Better Yields... Cheaper Prices... Every Time You Trade
Successful investors buy low and sell high. It sounds simple, but neither task is easy to do in real time.
But I know an easier way to buy low in a market that's pulling back. By selling puts when prices are high, investors are forced to buy only when a stock is cheap -- without letting emotion get in the way of a good investment decision.
Most investors have a list of great stocks they would like to own at the right price. Their watch list might include value stocks that have moved higher after years of trading at low prices or growth stocks they'd like to buy on a pullback. But oftentimes these investors lack a plan to get the stocks they want to own off their watch lists and into their portfolios.
When you find a stock you want to own, determine the price you would like to pay for the shares . If the current price is below the price you're willing to pay, the stock is a buy. But if the current price is above your buy price, selling a put using the buy price as the strike price could be the best action to take. This will allow you to buy shares at the price you want, and you will earn a return on your cash while waiting to buy.
To recap, "put" options give investors the right -- but not the obligation -- to sell a stock at a specified price before a specified date, known as the expiration date. Selling a put obligates us to purchase that stock from the put buyer if it falls below a specified price, known as the option 's strike price. When we accept that obligation, we receive cash, or what I call "Instant Income," upfront, known as a premium.
If you're an income investor, think of "Instant Income" as yields on the capital set aside to make these options trades. But the advantage of this method over traditional income investing is that I don't have to hold onto an investment for an entire year . That's allowed me to essentially collect yields of 9% every 40 days on average.

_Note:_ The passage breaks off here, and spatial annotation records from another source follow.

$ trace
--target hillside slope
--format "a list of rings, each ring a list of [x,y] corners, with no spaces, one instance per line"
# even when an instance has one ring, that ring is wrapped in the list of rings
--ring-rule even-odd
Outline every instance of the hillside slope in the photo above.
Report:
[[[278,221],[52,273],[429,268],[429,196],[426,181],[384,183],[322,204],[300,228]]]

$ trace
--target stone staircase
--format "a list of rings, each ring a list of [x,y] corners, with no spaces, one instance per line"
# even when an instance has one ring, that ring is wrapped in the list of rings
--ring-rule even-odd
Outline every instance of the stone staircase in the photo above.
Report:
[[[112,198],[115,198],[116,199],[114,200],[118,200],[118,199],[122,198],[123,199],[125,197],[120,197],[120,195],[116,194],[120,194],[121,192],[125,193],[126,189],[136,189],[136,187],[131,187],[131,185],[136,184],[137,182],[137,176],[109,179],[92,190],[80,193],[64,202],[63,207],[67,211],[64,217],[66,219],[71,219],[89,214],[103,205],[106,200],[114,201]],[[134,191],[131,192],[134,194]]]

Continuing with our example, if you are obligated to buy the stock after it falls enough in price, the stock price could continue to fall. But once the put is exercised you will hold the stock in your portfolio at a price you considered to be fair, or even cheap.

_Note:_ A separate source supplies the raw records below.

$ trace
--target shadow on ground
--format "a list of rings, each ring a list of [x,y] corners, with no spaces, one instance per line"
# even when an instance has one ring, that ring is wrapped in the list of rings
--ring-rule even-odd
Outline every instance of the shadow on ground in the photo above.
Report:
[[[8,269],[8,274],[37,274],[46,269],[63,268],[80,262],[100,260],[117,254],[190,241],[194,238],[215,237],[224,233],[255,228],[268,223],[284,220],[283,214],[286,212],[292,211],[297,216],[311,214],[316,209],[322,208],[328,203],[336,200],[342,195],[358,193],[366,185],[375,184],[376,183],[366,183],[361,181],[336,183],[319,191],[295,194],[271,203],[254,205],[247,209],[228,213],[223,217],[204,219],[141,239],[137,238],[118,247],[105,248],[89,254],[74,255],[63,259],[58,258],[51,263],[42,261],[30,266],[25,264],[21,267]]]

In short, by determining your buy price in advance based on what you believe the stock is worth, you avoid making an emotional decision in a fast-moving market.

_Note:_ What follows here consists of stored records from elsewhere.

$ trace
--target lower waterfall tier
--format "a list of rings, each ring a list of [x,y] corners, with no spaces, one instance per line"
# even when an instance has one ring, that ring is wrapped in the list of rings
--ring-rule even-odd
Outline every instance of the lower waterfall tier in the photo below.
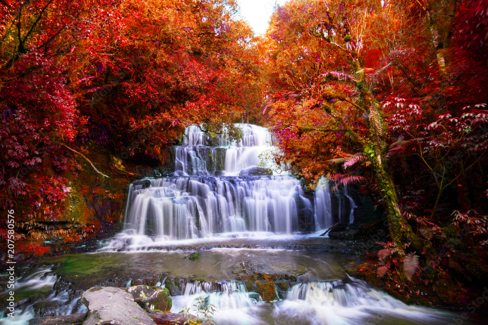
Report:
[[[125,232],[136,236],[315,230],[310,201],[291,177],[167,177],[142,187],[134,187],[125,220]]]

If the stock does not fall below the put's exercise price, you will be able to sell another option and generate more income. This will help you earn income on cash awaiting investment and ensure that you buy a stock when you think the price is right.
And once you own the stock, you can generate additional income by selling covered calls. As I've said before, the combination of these two strategies is the best way to generate income -- in any market.
Exchanges like CME or the better-known New York Stock Exchange, operated by NYSE Euronext (NYSE: NYX ) , control the infrastructure that makes trading possible. They provide an exchange for trading to take place, ensure that quotes are distributed and process the trades. They also take steps to ensure that the traders using their services have the financial resources needed to honor their obligations.
For these services, exchanges are paid fees by traders who buy and sell. Exchanges also receive fees when they distribute price data, and they collect membership fees from their customers in addition to listing fees from companies that trade on the exchange.
If we were to compare Wall Street to Las Vegas, the exchanges are similar to the casinos. They take a small piece of a lot of action. One advantage exchanges have over casinos is that exchanges don't take losses on trades. Exchanges bring traders together and the traders buy and sell from each other. So we could think of exchanges as casinos without the risk of loss.
CME has great financials, low debt and a safe 2.3% dividend . The only problem with the stock is its valuation is a little on the high side. It currently trades at $76.67, and I'd be more comfortable buying these shares near their book value , at about $65.
To get the chance to buy shares at a price I like, or generate income while I wait, I recommend selling a put with a $65 strike price. Specifically, I recommended CME Sept $65 puts for about 65 cents. That's a put that expires on Sept 20 and pays sellers a 65 cent per-share premium, or $65 per contract (a contract is for 100 shares).
If shares of CME trade below $65 on Sept. 20, we'll be shareholders at a cost basis of $64.35 a share ($65 - $0.65). At $64.35, we'd own shares at 17 times estimated 2014 earnings and a few cents below book value. Plus, we'd lock in a 2.8% yield and be able to sell covered calls on the position to generate additional income.
If shares remain above $65 until Sept. 20, we keep the premium and make a profit of $65 on $1,300 (our "down payment" to initiate this trade). That's like getting a 5% yield in 71 days. If we can repeat a similar trade every 71 days, we'd earn the equivalent of a 26% yield in "Instant Income" every 12 months.